分ち合うよろこびと神を欺くことの恐ろしさ
(使徒言行録 4:36-5:11)
レビ族の人で、使徒たちからバルナバ――「慰めの子」という意味――と呼ばれていた、キプロス島生まれのヨセフも、
持っていた畑を売り、その代金を持って来て、使徒たちの足元に置いた。
ところが、アナニアと言う人は、妻のサフィラと相談して財産を売り、
妻も承知のうえで、代金の一部を取っておき、その残りを持って来て使徒たちの足元に置いた。
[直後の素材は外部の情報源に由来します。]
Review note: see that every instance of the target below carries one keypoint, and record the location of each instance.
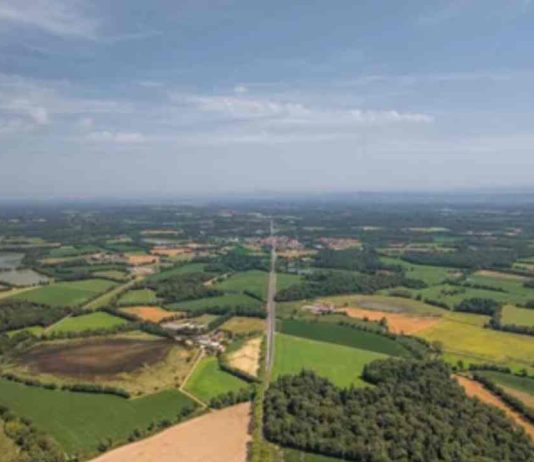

すると、ペトロは言った。「アナニア、なぜ、あなたはサタンに心を奪われ、聖霊を欺いて、土地の代金の一部を取っておいたのか。
売らないでおけば、あなたのものだったし、また、売っても、その代金は自分の思いどおりになったではないか。どうして、こんなことをする気になったのか。あなたは人間を欺いたのではなく、神を欺いたのだ。」
この言葉を聞くと、アナニアは倒れて息が絶えた。そのことを耳にした人々は皆、非常に恐れた。
若者たちが立ち上がって死体を包み、運び出して葬った。
それから三時間ほどたって、アナニアの妻がこの出来事を知らずに入って来た。
ペトロは彼女に話しかけた。「あなたがたは、あの土地をこの値段で売ったのか。言いなさい。」彼女は、「はい、その値段です」と答えた。
ペトロは言った。「二人で示し合わせて、主の霊を試すとは、何としたことか。見なさい。あなたの夫を葬りに行った人たちが、もう戸口まで来ている。今度はあなたを担ぎ出すだろう。」
すると、彼女はたちまちペトロの足元に倒れ、息が絶えた。若者たちは入って来て、彼女の死んでいるのを見ると、担ぎ出し、夫のそばに葬った。
教会全体とこれを聞いた人は皆、非常に恐れた。
(使徒言行録 4:36-5:11) 『聖書 聖書協会共同訳』より引用
初代教会における分ち合いの姿勢は、信仰共同体の礎を築くものでした。レビ族のバルナバは、自らの畑を売り、その利益を使徒たちの足元に捧げました。この行為は、貧しい人々への思いやりと、神への献身の重要性を示しています。彼の姿勢は、信者たちにとっての模範となり、真の愛と敬虔さを示すものでした。
一方、アナニアとその妻サフィラは、名声や評価を得ようとしながらも、神を欺く道を選びました。彼らは土地を売り、その代金の一部を隠し持つことで、自らの利益を優先しました。この行為は、単なる人を欺くことではなく、神への侮辱であり、彼らの心の闇を映し出しています。ペトロはそのことを鋭く指摘し、聖霊の導きに逆らったことの恐ろしさを警告しました。
最終的に、アナニアとサフィラはその結果としての厳しい裁きを受けました。この出来事は、教会全体に恐れをもたらし、神の前に謙遜であることの必要性を強調しています。私たちも、神への誠実さと周囲の人々との分ち合いを大切にし、物質的なものを求めるあまり、信仰を損なうことのないように心がけるべきです。
この話を通じて、私たちは神の前に誠実であることの重要性を学び、他者と分かち合う喜びを忘れずに日々を過ごすべきであると、聖句が示しています。